Nope, no insecurities here.
What struck me after she walked away was how perfectly this painting process mirrored my experience in life. How the first steps of any new season are the shakiest. The finished piece is revealed quite slowly. It’s not all that pretty until you’ve added a few layers of paint to the canvas and step back to gain perspective on what you’ve been working on. Whether it is a new job, a new city, career path, child, a newly emptied nest, a relationship or something else entirely—it takes time to lay the groundwork (the underpainting), and eventually see the colors begin to blend into something beautiful, something you’re proud to share.
Like the beginning stages of a painting, most life changes bring with them feelings of uncertainty, self-doubt, emptiness and confusion. The challenge is to keep working through that awkward, unclear stage and begin to add a few more strokes—broad strokes at first—and then to start painting in the details once the foundation is solid enough. It will be messy and it will not look put-together like you want it to. It will probably look like something a 5-year-old painted—and how fitting—because a 5-year-old is pretty new to this world…much like you are to this season of life.
Interestingly, aside from underpainting, there is virtually no other way to get that inner glow that artists work so hard to achieve. Artists will oftentimes paint this first layer in the opposite (or complimentary), color palette from what they’re actually looking at. For example—if an artist is looking at the green leaves of a tree—the underpaint color they’d mix up and lay in would be reddish (try to recall the color wheel from grade school here). Using the intended color’s compliment underneath adds depth to the painting because the underpaint makes the paint color that sits on top of it more vibrant and luminous.

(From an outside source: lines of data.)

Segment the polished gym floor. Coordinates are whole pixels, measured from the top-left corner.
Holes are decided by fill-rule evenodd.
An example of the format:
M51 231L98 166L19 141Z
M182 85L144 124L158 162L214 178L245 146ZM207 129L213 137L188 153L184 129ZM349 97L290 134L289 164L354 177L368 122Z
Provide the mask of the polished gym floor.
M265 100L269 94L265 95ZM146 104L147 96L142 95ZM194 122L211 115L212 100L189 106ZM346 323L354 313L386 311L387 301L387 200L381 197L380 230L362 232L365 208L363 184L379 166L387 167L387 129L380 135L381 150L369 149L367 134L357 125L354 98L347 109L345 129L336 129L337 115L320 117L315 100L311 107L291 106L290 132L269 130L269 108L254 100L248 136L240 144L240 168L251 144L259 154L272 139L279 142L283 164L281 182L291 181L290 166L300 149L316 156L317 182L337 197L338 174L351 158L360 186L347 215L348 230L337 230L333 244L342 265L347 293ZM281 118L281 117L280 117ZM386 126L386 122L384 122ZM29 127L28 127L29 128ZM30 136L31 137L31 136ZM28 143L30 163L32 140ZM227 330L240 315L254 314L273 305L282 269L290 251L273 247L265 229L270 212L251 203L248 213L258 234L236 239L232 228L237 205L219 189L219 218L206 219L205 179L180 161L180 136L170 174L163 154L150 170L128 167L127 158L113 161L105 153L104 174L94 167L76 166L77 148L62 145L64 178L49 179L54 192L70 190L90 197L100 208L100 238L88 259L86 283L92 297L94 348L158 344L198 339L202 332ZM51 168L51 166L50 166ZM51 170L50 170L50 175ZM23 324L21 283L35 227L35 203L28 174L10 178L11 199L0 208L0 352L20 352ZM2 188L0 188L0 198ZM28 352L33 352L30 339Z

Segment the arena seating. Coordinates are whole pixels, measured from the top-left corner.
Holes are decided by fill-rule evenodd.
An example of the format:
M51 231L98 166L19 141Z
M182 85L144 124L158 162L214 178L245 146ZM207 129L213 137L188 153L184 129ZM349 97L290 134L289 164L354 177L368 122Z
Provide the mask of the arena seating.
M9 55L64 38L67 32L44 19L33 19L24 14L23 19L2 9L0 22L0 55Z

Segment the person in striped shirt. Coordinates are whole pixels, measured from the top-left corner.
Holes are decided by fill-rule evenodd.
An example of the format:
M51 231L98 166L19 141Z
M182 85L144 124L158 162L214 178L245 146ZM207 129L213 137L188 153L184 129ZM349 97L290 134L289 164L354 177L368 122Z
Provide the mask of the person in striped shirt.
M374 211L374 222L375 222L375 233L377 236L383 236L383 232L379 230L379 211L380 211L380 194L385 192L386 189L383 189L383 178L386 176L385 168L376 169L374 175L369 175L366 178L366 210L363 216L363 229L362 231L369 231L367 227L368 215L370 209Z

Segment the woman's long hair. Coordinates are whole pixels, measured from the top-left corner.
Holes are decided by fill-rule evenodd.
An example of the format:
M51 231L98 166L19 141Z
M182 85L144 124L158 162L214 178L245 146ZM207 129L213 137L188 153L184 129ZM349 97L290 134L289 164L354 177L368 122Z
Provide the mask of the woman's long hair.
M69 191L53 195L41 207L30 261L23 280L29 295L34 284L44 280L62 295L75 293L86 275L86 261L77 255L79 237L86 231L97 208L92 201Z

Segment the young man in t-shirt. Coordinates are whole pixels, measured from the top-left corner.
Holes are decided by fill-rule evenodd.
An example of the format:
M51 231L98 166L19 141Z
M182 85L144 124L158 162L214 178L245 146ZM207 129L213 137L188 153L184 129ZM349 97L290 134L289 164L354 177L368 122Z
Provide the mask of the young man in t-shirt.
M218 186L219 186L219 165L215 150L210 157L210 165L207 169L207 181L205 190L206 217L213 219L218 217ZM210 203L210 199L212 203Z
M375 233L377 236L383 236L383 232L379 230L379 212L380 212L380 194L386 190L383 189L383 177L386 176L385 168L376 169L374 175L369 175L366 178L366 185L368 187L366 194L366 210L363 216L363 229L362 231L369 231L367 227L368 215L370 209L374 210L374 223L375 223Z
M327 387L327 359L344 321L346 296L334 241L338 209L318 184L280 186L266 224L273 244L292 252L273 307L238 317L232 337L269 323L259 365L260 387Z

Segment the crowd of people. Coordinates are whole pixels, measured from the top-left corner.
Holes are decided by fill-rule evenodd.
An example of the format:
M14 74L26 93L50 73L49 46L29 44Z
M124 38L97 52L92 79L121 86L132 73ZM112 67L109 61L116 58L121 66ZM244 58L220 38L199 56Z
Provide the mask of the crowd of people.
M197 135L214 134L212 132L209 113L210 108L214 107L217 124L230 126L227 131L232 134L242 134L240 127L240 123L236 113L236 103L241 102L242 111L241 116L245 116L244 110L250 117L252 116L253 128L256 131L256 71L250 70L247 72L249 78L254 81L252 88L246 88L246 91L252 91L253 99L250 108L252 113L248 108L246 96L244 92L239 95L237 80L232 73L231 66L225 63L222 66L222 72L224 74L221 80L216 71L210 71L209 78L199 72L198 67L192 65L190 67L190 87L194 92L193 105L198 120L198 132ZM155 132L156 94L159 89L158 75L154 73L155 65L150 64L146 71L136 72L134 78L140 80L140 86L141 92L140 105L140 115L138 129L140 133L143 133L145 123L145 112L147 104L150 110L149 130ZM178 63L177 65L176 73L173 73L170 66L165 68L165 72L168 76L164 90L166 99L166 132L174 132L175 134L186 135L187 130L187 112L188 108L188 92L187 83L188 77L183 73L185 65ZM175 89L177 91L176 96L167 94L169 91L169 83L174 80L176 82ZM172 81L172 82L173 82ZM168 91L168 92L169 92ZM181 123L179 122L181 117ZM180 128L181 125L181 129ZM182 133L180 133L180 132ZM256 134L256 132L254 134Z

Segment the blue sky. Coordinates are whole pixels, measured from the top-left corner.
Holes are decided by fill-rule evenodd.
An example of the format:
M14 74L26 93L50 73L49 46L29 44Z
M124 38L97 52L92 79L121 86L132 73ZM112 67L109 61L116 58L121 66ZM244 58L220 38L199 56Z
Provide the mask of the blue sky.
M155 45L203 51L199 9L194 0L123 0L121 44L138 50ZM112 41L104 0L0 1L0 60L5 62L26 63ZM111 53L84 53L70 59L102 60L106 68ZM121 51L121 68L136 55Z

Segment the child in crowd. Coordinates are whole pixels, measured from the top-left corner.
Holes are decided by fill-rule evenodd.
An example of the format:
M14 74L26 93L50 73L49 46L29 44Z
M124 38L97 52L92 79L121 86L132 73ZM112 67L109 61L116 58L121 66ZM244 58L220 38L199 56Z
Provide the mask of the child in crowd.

Chances are, laying the groundwork in a painting, as in life transitions, will sometimes feel counter-intuitive. So even though it might not make sense to you, or the untrained eye, laying in that messy, backward underpaint is all part of creating a beautiful painting. If you jump to the final step without paying attention to the underpainting, you might end up with a finished painting, but it will appear very flat and dull.
As I took a step back from my painting that night, I gained a new perspective on this transitional season of my life. I wonder if we could all benefit from taking a look at our own painting. Understanding where we are in the process might give us a little compassion for the bumpiness we all experience as we strive to create this brilliant painting we call life.
As you face your blank canvas or trudge through the newness of this season—try not to let yourself get caught up worrying about what other people think when they walk by and look at your work. Most likely, they’re admiring the fact that you’re actually doing it—something they aren’t able to do (at least that’s what people tell me, and I’m trying to believe it).
We are all working on our own messy canvases and no one knows what the hell they’re doing. Trust the process and the journey you are on…and just paint the next stroke.